3 pros for january: 1. KC and I have a sitter coming weekly until the baby comes so we get to escape once a week for date night. It’s only for a few hours, but it’s so nice to get out of the house together. 2. It’s been snowing on and off here in Amsterdam, which is so pretty and magical. I’m sure I would grow tired of it if I lived here permanently, but since it’s new for me (being a California native) I’m still thrilled by the little flurries.  3. We have everything we need for the new baby now, and I’ve done all the laundry and organized the whole house. The nesting phase was definitely less intense this time around than it was when I was pregnant with Prim, but man did it make me productive when it finally hit!

3 cons for january: 1. The cold weather means that the streets here are getting increasingly more icy. Since I’m worried about falling, I’ve officially stopped riding my bike around until post-baby (and likely for quite awhile beyond that). 2. My blood pressure has risen a little bit recently, which is worrisome with my history of pre-eclampsia.
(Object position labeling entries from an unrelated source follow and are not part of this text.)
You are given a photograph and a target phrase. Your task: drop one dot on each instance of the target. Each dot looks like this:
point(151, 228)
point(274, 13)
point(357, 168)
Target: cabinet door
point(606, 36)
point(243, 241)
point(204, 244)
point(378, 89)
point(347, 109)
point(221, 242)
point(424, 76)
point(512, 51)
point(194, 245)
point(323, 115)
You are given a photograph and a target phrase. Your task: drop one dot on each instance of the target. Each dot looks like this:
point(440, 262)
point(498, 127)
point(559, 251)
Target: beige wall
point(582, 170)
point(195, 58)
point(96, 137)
There’s no reason to be worried just yet, but I was really hoping to avoid the whole hypertension/pre-eclampsia/induction conversation completely this time around. 3. I’m trying to get into the “birth mindset” as my due date is rapidly approaching. I don’t really remember exactly how I felt at this point when I was pregnant with Prim, but I feel mentally unprepared for birth at this moment. I’m hoping that instinct kicks in and takes over when the big day actually arrives.

currently living in: pajamas and KC’s enormous sweatshirts, because I basically want nothing tight on my body at this point. When I do manage to get dressed (which, between Prim’s constant colds and the frigid weather, is rare at this point), I’m still wearing my maternity jeans and tops (though I’ve noticed that a few pairs of shoes have recently become too tight!)

looking forward to: meeting this little lady, though I’d really prefer that she cook for a few more weeks! (Ahem, please take note, little one!)

dreaming about: drinking champagne. Lots of it.